At the same time, the climate in the Colombian mountains is getting hotter, making it more difficult to grow coffee plants. However, thanks to Finnish researchers it will soon be possible to grow coffee from plant cells in bioreactors.

“Conventional coffee production is notoriously associated with several problematic issues, such as unsustainable farming methods, exploitation, and land rights,” says Heiko Rischer, a lead researcher at VTT Technical Research Centre of Finland, the state-owned organization behind the project, to Fast Company. “Growing demand and climate change add to the problems.”

Almost like growing beef

The researchers are using a process similar to the one used to grow meat. Coffee plants are first cultured in the lab and then moved to bioreactors in which they grow in a nutrient-filled medium.

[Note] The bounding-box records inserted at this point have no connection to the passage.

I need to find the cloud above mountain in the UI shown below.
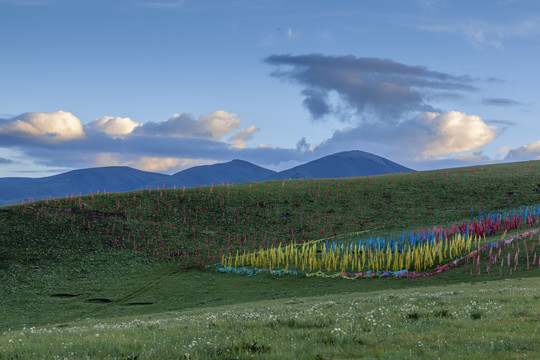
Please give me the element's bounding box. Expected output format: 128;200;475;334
0;110;295;172
265;54;475;122
504;139;540;161
0;111;85;144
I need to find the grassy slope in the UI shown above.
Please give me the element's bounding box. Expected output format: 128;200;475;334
0;162;540;357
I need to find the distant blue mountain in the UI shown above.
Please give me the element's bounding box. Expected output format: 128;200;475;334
0;166;170;205
0;151;414;205
269;150;414;179
172;160;276;186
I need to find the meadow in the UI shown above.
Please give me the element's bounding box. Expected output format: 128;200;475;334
0;161;540;359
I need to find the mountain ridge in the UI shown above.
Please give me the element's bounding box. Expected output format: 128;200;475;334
0;150;414;206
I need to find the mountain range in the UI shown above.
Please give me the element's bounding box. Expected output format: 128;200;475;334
0;150;414;205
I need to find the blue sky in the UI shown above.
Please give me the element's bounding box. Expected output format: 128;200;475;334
0;0;540;177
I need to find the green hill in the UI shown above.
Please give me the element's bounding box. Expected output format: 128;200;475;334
0;161;540;358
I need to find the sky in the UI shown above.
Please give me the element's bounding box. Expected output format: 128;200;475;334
0;0;540;177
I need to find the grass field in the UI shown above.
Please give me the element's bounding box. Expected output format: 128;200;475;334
0;161;540;359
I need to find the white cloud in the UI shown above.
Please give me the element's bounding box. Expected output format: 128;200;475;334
417;111;498;156
229;126;260;149
504;139;540;161
133;110;241;140
86;116;141;138
94;153;217;173
0;111;85;143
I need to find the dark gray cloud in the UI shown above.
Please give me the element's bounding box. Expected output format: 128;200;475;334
504;140;540;161
265;54;475;122
482;98;521;106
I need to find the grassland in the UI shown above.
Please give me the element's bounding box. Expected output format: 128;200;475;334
0;162;540;359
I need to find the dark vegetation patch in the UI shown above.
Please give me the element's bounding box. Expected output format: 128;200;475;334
86;298;113;304
126;302;154;306
51;293;81;298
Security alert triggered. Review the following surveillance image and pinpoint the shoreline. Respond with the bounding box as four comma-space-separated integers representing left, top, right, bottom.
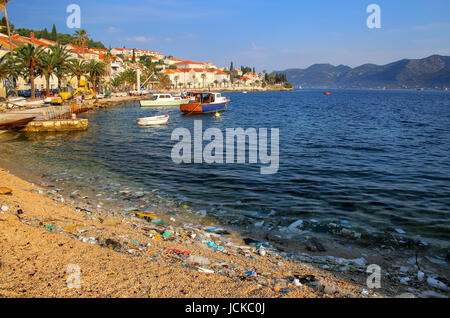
0, 99, 442, 297
0, 168, 368, 298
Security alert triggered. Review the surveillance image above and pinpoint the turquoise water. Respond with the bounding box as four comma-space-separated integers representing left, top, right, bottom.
0, 90, 450, 251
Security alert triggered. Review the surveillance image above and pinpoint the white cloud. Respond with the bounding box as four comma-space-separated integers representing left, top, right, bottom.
413, 23, 450, 31
125, 35, 154, 43
107, 26, 123, 33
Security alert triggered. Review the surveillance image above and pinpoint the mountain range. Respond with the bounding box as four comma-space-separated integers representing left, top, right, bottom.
273, 55, 450, 89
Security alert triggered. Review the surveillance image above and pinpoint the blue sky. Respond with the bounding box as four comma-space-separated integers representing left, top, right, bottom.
3, 0, 450, 71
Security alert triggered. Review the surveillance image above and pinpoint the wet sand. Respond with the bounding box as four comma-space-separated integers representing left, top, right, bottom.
0, 169, 372, 298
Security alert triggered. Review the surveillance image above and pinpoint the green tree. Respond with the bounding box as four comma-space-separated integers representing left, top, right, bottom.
39, 51, 56, 91
49, 44, 69, 91
200, 73, 206, 88
67, 59, 87, 87
50, 24, 58, 42
86, 60, 106, 90
0, 0, 12, 51
73, 30, 89, 54
14, 44, 43, 98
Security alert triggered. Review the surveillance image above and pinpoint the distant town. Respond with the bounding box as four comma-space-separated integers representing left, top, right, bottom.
0, 24, 290, 97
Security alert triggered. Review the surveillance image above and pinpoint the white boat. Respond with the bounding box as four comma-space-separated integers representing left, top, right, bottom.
140, 94, 190, 107
137, 115, 169, 126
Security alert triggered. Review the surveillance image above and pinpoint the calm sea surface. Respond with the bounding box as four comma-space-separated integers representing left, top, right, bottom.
0, 90, 450, 253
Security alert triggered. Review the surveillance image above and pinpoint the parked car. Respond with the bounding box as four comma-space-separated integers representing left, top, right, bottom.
17, 89, 41, 98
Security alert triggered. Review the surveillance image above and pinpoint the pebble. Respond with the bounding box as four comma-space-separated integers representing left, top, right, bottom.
323, 285, 336, 295
427, 277, 448, 291
417, 271, 425, 282
259, 247, 266, 256
420, 290, 448, 298
400, 277, 411, 285
0, 187, 12, 195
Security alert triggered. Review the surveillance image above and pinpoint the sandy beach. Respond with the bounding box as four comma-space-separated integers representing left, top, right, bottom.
0, 169, 376, 298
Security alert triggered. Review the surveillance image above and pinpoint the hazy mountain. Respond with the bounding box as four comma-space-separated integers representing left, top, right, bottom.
274, 55, 450, 88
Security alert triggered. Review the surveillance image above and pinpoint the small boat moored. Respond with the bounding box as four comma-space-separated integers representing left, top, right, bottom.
140, 94, 189, 107
136, 115, 169, 126
180, 93, 230, 114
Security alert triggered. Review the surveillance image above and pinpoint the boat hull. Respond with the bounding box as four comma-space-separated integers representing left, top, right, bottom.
180, 102, 227, 114
140, 99, 190, 107
137, 116, 169, 126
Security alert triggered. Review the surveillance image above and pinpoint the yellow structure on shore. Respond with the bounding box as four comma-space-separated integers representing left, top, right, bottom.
52, 79, 97, 105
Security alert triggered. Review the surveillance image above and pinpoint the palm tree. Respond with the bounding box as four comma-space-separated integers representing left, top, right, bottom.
201, 73, 206, 88
14, 44, 43, 98
104, 51, 114, 77
49, 44, 69, 91
0, 55, 10, 88
0, 52, 23, 96
39, 51, 56, 92
67, 59, 86, 86
73, 30, 89, 58
0, 0, 12, 52
86, 60, 106, 90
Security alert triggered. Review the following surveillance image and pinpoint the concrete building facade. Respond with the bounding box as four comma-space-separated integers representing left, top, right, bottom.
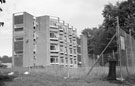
12, 12, 87, 68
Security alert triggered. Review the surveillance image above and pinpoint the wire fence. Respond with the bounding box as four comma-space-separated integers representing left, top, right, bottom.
89, 29, 135, 77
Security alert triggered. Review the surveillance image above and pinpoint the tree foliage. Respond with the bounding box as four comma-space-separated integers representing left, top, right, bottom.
82, 0, 135, 54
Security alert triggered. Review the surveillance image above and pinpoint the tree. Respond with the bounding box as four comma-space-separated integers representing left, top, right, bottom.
82, 0, 135, 54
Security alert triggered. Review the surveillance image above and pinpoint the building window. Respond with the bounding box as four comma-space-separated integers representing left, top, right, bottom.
50, 58, 55, 63
50, 56, 58, 63
14, 41, 23, 52
60, 45, 64, 52
15, 51, 23, 54
60, 57, 64, 63
70, 48, 72, 54
74, 59, 77, 64
50, 43, 58, 50
14, 15, 23, 24
74, 49, 76, 54
14, 27, 23, 32
50, 32, 58, 38
15, 37, 23, 41
69, 39, 72, 43
65, 57, 68, 64
70, 58, 73, 64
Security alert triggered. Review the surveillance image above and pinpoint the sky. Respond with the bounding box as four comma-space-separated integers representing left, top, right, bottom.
0, 0, 126, 56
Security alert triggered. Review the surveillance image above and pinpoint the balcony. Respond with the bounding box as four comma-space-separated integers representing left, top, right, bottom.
50, 31, 58, 40
49, 25, 58, 29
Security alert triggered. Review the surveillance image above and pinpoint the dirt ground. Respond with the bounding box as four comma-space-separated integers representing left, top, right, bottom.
0, 67, 135, 86
0, 73, 135, 86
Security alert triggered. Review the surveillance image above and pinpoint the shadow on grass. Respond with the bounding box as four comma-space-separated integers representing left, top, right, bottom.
0, 75, 15, 86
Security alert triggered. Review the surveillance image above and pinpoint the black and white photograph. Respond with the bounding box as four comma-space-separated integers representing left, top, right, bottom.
0, 0, 135, 86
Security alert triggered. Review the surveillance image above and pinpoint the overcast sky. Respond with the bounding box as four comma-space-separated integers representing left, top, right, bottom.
0, 0, 125, 56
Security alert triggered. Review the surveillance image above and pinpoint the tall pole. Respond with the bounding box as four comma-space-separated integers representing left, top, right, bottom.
116, 16, 123, 80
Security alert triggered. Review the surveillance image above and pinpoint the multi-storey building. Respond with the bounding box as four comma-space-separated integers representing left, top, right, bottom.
12, 12, 87, 67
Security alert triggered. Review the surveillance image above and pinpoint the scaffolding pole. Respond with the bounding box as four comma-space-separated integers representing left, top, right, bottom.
116, 16, 124, 81
87, 33, 116, 76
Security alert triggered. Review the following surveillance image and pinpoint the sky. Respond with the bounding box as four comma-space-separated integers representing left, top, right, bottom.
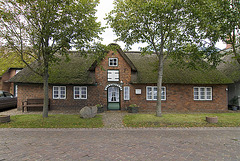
96, 0, 226, 51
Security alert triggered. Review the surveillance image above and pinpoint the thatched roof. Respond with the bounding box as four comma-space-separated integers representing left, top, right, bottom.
218, 45, 240, 82
10, 53, 95, 84
126, 52, 232, 84
10, 52, 232, 85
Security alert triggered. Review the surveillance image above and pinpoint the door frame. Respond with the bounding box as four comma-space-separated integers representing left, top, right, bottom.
107, 86, 121, 110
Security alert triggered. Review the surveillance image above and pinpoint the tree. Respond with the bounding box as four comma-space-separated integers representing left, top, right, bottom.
0, 46, 32, 75
219, 0, 240, 61
106, 0, 223, 116
0, 0, 103, 117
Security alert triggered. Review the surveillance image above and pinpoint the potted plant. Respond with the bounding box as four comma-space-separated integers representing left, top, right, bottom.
127, 104, 139, 113
230, 96, 238, 111
96, 104, 104, 113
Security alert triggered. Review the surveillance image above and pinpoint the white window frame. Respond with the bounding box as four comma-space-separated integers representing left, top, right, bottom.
73, 86, 87, 99
123, 86, 130, 101
108, 58, 118, 67
146, 86, 166, 101
108, 70, 119, 82
193, 87, 213, 101
53, 86, 67, 99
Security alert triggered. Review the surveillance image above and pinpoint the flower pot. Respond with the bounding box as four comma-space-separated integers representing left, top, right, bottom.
0, 115, 11, 123
206, 116, 218, 124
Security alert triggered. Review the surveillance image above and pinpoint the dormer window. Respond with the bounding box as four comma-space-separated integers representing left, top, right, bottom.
108, 70, 119, 82
108, 58, 118, 67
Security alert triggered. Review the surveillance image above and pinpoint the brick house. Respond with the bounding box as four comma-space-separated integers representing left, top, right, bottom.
10, 45, 232, 111
0, 68, 23, 96
218, 44, 240, 106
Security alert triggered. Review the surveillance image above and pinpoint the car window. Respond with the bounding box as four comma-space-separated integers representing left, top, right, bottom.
4, 92, 13, 98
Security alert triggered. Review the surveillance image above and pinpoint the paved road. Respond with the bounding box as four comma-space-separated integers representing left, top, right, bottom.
0, 128, 240, 161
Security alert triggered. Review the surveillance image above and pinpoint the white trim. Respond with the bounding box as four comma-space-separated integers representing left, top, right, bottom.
193, 87, 213, 101
104, 83, 122, 91
123, 86, 130, 101
108, 58, 118, 67
107, 70, 119, 82
73, 86, 87, 99
146, 86, 167, 101
53, 86, 66, 99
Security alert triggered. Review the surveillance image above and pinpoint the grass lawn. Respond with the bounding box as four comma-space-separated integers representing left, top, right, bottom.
0, 114, 103, 128
123, 113, 240, 127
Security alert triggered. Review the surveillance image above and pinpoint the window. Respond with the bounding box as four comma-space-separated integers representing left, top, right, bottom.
108, 70, 119, 81
124, 86, 130, 100
53, 86, 66, 99
108, 58, 118, 67
15, 85, 18, 97
193, 87, 212, 100
73, 86, 87, 99
193, 87, 212, 100
146, 86, 166, 100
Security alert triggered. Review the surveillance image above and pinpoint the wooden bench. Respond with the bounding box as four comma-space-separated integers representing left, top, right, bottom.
22, 98, 50, 112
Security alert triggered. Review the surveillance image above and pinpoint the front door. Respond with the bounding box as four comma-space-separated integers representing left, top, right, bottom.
108, 87, 120, 110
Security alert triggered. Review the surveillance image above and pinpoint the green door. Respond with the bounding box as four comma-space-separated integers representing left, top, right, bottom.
108, 87, 120, 110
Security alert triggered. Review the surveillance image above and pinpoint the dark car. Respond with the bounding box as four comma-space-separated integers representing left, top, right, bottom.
0, 90, 17, 110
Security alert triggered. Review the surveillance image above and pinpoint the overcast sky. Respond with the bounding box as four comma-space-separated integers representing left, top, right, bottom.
96, 0, 226, 51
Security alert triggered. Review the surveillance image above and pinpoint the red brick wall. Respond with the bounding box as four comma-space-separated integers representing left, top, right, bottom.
95, 51, 131, 110
18, 84, 227, 112
15, 51, 227, 112
127, 84, 227, 112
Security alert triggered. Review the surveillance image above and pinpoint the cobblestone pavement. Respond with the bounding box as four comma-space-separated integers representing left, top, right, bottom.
0, 128, 240, 161
0, 109, 129, 127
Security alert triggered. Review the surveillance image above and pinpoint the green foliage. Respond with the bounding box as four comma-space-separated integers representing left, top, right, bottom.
123, 113, 240, 127
106, 0, 228, 116
0, 47, 32, 76
0, 114, 103, 128
0, 0, 103, 117
106, 0, 221, 68
0, 0, 103, 75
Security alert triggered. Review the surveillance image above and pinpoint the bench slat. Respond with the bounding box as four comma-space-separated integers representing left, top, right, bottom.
22, 98, 50, 112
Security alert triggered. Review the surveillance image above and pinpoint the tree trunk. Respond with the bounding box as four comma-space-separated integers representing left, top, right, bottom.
43, 65, 49, 117
156, 53, 163, 117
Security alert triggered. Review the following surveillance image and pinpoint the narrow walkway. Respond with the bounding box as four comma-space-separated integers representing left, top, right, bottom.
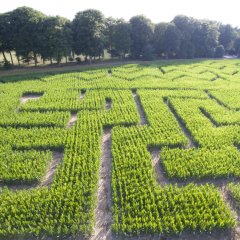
132, 91, 148, 126
79, 90, 86, 99
67, 113, 77, 128
20, 94, 42, 104
164, 99, 196, 149
90, 128, 113, 240
39, 151, 63, 187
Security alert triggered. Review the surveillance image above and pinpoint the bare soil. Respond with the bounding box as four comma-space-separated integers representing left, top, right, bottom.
39, 151, 63, 187
67, 113, 77, 128
105, 99, 112, 110
20, 94, 41, 104
79, 91, 86, 99
164, 100, 196, 149
149, 148, 170, 186
132, 91, 148, 126
90, 128, 114, 240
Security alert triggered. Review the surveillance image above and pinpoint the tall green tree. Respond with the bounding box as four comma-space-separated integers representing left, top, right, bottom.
112, 21, 132, 58
153, 23, 168, 56
192, 20, 219, 58
9, 7, 45, 65
172, 15, 194, 58
219, 24, 237, 52
40, 16, 72, 63
164, 23, 181, 58
234, 37, 240, 57
0, 13, 14, 65
72, 9, 105, 62
130, 15, 154, 58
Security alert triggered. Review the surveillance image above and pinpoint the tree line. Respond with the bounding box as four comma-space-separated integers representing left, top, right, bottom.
0, 7, 240, 64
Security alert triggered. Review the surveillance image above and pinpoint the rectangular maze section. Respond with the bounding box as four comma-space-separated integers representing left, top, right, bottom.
0, 60, 240, 240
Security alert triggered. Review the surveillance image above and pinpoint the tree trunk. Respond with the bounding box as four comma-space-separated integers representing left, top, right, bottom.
9, 51, 14, 65
2, 51, 7, 62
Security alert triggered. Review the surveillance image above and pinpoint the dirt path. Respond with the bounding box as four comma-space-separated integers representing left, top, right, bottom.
79, 91, 86, 99
164, 100, 196, 149
149, 148, 170, 186
204, 89, 230, 109
105, 99, 112, 110
67, 113, 77, 128
20, 94, 42, 104
39, 151, 63, 187
90, 128, 113, 240
132, 91, 148, 126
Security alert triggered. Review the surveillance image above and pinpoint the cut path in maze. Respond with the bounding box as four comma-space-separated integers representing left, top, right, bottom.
0, 61, 240, 240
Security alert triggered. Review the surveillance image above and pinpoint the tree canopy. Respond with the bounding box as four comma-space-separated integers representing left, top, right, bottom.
0, 7, 240, 64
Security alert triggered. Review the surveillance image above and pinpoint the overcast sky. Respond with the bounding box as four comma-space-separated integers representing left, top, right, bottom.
0, 0, 240, 27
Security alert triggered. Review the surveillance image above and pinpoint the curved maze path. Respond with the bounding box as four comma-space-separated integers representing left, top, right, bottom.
0, 62, 239, 239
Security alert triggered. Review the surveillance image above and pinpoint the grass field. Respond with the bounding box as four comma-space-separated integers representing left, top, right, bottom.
0, 60, 240, 240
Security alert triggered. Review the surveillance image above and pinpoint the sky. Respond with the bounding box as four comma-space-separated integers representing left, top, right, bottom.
0, 0, 240, 27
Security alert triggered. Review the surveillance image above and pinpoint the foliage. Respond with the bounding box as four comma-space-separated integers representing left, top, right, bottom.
0, 60, 240, 239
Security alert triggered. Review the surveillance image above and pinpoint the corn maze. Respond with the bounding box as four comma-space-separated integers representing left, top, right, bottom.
0, 60, 240, 239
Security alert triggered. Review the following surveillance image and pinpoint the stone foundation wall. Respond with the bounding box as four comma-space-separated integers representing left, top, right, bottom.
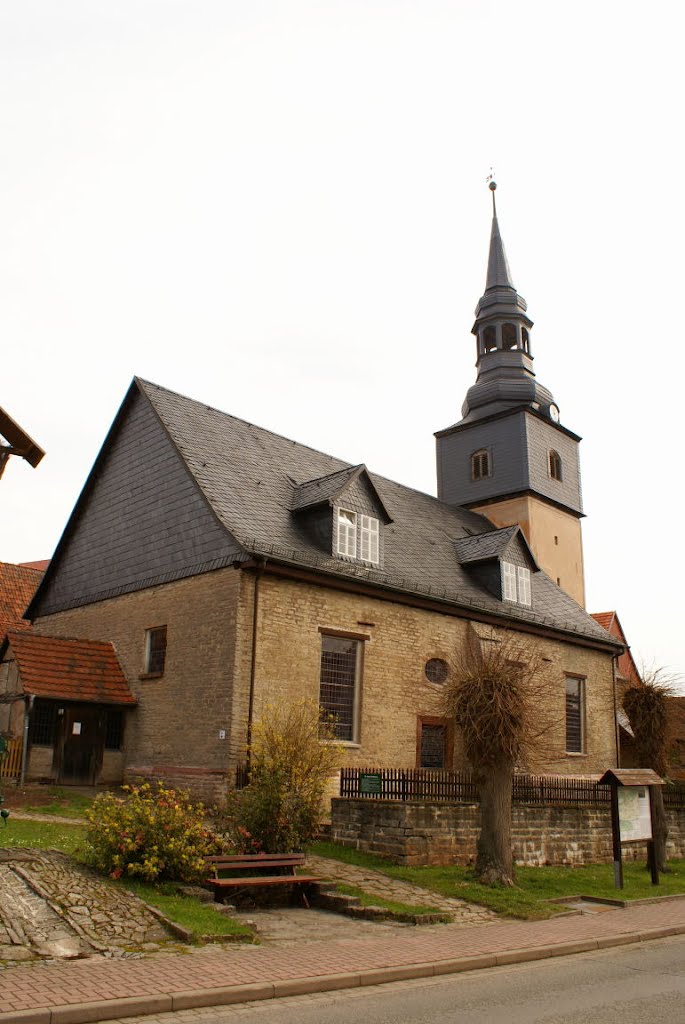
331, 798, 685, 866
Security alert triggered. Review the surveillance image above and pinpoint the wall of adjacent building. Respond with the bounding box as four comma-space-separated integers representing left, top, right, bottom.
34, 568, 242, 799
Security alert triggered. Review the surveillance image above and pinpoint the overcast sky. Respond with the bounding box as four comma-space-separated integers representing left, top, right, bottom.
0, 0, 685, 688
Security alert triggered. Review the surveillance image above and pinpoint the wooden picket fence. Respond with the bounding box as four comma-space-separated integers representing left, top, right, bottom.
340, 768, 685, 808
0, 736, 22, 778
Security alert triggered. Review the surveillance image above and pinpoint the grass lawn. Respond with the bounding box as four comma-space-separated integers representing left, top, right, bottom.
336, 882, 442, 914
311, 843, 685, 921
118, 879, 254, 942
0, 816, 253, 942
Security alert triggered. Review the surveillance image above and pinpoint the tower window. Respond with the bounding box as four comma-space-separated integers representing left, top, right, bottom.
550, 450, 561, 480
502, 324, 518, 350
471, 449, 490, 480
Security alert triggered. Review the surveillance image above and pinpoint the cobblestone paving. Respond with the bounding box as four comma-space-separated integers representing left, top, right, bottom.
307, 856, 497, 925
0, 849, 171, 961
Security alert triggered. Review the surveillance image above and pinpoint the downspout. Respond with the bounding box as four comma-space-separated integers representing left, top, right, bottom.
19, 693, 36, 788
245, 558, 266, 775
611, 654, 620, 768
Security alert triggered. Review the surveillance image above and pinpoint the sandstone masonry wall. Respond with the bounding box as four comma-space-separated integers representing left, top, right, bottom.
331, 798, 685, 866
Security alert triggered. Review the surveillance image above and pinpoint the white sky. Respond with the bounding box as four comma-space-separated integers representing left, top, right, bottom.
0, 0, 685, 692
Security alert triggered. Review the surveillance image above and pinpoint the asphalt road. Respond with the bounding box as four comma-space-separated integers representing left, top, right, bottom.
117, 936, 685, 1024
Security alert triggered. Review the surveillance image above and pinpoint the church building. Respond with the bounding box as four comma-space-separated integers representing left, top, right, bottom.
0, 184, 623, 800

It’s actually slightly easier to grow coffee compared to, for example, beef. Rischer explains:

“The nutrient media for plant-cell cultures are much less complex, i.e., cheaper, than those for animal cells. Scaling up is also easier because plant cells grow freely, suspended in the medium, while animal cells grow attached to surfaces.”

The finished product is an off-white biomass that’s dried into a powder and then roasted to develop a dark brown colour. The team, which just recently had their first cup of lab-grown coffee, say the brew tastes and smells like ordinary coffee. Also, it’s possible to make different varieties.

Picture: Timo Kauppila/courtesy VTT via Fast Company

Next up, the lab plans to partner with different companies in an attempt to commercialize the process. As the demand for coffee is increasing, cell-based coffee could be one way to reduce the industry’s environmental impact, plus making it possible for regions that can’t grow coffee naturally, like Finland, to have a local coffee supply.